Fears of a ‘coal comeback’ triggered by the Iran war energy crisis are not supported by the data.
Why it matters: The coal comeback never happened; stop designing systems based on 2022 price panic and start building for 2025's volatility.
Fears of a ‘coal comeback’ triggered by the Iran war energy crisis are not supported by the data.
The Infrastructure Lock-in is Real
We spent the last two years listening to panicked commercial clients demand diesel generators and 'dual-fuel' readiness because of energy price volatility. This report confirms what the grid data has been screaming: fossil fuel reliance is a structural decline, not a temporary blip. If your sales pitch still relies on 'energy security' through fossil-fuel hedging, you are selling a 2022 solution to a 2024 problem.
The CAPEX Pivot
For the installer, this shift mandates a change in your project pipeline. Stop quoting C&I systems that prioritize peak-shaving against coal-heavy grid prices. Instead, pivot your proposals toward dynamic tariff optimization and BESS-integrated arbitrage.

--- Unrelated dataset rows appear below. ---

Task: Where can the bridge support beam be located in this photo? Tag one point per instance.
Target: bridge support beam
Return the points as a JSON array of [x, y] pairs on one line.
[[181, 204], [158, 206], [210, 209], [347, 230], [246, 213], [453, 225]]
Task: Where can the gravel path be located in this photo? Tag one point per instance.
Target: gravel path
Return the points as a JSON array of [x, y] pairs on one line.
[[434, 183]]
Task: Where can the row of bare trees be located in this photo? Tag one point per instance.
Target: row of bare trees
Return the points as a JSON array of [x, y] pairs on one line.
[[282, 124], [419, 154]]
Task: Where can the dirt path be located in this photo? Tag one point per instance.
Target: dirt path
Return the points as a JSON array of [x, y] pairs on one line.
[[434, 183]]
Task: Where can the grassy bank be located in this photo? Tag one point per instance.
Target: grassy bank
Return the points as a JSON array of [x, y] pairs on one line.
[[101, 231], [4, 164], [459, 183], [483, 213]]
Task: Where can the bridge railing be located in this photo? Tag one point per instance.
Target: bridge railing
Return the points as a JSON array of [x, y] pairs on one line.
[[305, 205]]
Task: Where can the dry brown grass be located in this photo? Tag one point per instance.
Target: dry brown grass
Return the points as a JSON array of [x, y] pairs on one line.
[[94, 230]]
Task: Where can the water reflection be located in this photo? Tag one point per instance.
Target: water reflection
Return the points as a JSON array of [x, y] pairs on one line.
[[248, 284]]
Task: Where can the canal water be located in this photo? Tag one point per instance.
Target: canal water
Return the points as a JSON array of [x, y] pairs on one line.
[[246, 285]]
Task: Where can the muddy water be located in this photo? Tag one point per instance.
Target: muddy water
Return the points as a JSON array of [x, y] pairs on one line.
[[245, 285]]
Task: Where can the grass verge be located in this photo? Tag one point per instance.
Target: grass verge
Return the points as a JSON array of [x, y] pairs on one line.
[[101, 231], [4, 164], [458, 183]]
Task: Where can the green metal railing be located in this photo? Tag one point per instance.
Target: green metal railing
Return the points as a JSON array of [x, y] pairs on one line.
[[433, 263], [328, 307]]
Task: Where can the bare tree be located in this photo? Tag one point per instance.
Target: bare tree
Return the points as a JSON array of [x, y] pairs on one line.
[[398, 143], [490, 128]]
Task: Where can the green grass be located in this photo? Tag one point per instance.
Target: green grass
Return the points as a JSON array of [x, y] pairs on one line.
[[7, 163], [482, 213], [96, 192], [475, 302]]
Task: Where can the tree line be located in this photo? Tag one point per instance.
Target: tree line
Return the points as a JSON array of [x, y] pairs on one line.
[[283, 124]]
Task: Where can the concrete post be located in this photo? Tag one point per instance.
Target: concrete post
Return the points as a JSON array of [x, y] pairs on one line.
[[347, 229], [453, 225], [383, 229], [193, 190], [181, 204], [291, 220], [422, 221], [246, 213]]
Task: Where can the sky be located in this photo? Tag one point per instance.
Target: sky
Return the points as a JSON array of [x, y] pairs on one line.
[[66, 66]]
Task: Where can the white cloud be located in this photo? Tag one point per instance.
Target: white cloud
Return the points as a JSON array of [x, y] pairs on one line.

If you are still installing 'solar-only' systems in Germany or the Netherlands, you are leaving the most profitable half of the contract on the table.
The market has clearly spoken: renewables are now the cheapest baseload. When you talk to your next developer, stop explaining *why* they should switch—they already know. Start explaining how your specific storage integration (look at the Sungrow or SMA commercial modular units) will handle the volatility that the disappearing coal fleet left behind. If you can't model the negative pricing capture for a 500kW site, you’re not an energy professional—you’re a hardware salesman, and that’s a dying business model.